Born in OH; married Martin Jacobs (a physician), 1985; children: four sons. Education: Oberlin College, graduated; University of Cincinnati, M.D.

ADDRESSES:

Home—Dayton, OH. E-mail—[email protected].

CAREER:

Physician in private practice, c. 1986-2001; freelance author, 2001—; volunteer medical director at a clinic.

WRITINGS:

Best Friends (novel), Riverhead Books (New York, NY), 2001.

The Office of Desire (novel), Riverhead Books (New York, NY), 2007.

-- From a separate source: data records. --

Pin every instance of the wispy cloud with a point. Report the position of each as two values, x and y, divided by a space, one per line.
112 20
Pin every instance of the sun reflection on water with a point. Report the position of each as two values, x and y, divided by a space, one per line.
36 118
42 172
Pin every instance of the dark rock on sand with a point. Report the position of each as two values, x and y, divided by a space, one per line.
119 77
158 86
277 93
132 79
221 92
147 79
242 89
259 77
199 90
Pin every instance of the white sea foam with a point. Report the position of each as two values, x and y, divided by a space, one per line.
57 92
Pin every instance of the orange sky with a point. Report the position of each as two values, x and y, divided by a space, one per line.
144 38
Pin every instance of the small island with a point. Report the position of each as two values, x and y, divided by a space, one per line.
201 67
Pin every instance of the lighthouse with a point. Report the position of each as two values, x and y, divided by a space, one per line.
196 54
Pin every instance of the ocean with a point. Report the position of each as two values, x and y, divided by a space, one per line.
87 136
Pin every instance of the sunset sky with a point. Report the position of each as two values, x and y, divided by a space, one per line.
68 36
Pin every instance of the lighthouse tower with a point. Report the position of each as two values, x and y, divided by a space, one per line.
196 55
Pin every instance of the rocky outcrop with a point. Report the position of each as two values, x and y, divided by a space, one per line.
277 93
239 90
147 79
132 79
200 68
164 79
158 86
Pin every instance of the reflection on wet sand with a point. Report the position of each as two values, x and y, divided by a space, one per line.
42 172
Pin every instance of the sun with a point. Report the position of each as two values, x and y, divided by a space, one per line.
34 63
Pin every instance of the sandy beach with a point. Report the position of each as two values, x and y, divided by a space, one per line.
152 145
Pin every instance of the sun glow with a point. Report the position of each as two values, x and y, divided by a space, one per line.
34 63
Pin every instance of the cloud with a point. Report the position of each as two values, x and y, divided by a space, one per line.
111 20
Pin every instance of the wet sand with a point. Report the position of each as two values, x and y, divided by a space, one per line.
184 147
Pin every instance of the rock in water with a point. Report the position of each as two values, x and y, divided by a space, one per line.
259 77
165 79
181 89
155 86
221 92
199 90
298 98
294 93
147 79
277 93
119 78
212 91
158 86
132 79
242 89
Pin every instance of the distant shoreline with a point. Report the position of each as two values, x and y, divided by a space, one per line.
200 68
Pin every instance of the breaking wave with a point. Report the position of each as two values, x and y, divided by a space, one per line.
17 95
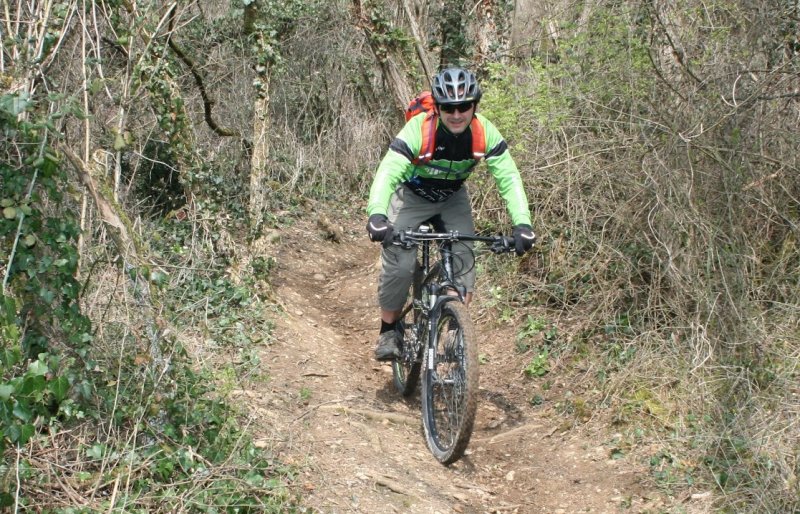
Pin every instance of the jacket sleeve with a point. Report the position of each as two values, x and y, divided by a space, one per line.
506 175
396 166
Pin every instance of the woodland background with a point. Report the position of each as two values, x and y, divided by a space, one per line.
146 145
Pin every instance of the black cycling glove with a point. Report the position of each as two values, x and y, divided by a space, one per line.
379 229
523 238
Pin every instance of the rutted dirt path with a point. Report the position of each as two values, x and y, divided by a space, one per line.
332 410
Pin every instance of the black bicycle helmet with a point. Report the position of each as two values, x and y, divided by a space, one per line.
455 86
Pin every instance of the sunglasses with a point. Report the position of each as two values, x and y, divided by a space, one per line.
451 108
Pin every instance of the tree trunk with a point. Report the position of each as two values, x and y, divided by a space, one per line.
376 28
259 161
419 43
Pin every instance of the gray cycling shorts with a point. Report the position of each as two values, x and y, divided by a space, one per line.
409 211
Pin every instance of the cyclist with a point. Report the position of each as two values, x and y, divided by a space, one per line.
404 194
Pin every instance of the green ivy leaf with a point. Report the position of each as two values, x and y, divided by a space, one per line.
38 368
59 387
22 412
6 391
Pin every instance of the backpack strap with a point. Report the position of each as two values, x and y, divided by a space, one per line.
428 139
478 139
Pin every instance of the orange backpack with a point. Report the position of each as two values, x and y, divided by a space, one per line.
424 102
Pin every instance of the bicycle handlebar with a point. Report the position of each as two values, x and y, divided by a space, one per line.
409 238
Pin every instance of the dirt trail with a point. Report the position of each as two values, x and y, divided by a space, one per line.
329 408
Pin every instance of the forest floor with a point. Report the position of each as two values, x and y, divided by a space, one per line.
331 410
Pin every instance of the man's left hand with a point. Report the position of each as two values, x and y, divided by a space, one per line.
523 238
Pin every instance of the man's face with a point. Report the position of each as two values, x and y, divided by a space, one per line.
454 118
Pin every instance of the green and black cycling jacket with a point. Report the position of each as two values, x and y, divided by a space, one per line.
452 163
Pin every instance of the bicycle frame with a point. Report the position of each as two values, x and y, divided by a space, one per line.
438 335
446 282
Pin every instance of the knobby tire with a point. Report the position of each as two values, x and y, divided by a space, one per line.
450 384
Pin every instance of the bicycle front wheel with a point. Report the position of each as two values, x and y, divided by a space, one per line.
450 384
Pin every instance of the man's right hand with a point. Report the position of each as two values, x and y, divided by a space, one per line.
379 228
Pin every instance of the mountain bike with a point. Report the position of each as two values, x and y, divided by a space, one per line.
438 339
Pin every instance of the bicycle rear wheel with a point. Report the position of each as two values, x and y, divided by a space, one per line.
450 384
406 368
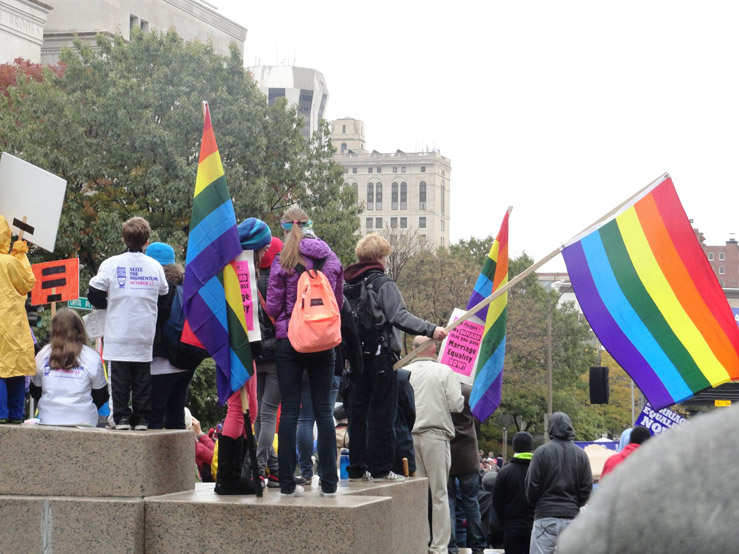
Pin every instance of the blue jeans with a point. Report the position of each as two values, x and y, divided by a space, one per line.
469 485
306 419
320 368
13 398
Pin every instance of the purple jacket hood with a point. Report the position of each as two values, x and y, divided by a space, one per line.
282 288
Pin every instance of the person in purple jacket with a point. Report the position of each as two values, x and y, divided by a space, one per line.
303 247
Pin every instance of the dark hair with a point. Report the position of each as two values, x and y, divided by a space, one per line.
136 233
639 434
68 336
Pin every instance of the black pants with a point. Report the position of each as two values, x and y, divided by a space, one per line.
134 379
168 399
373 406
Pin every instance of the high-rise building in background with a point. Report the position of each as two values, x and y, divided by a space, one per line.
22 29
192 19
407 192
301 86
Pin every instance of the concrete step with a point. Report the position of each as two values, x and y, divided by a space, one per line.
65 461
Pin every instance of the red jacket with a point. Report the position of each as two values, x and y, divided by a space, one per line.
616 459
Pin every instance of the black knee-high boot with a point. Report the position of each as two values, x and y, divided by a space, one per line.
229 479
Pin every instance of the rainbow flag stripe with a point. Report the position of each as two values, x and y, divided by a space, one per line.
486 389
651 297
212 294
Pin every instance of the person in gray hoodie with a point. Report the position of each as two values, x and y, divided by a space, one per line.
558 484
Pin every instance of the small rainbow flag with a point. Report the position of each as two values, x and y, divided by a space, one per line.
212 294
485 395
651 297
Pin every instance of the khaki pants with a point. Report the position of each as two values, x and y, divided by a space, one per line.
433 461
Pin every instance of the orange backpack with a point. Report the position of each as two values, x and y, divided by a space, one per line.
315 324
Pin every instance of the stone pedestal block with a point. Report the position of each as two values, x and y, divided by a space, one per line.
410 530
64 461
31 524
204 522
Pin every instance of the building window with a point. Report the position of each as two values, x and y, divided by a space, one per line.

Contributor to the Dayton Jewish Observer under name Martha Moody Jacobs; contributor of stories to periodicals.

SIDELIGHTS:

Martha Moody is a physician who was in private practice for fifteen years before retiring from her professional life to write and care for her family. Moody had an interest in poetry as a college student, but after visiting South America with a Spanish professor and witnessing the poor health of the people there, she decided on health care as a career. Her plan was to enter nursing, but upon graduating college she decided to become a doctor. Although she became a full-time writer with the publication of her first novel, Best Friends, Moody volunteers as medical director at a clinic for the working poor.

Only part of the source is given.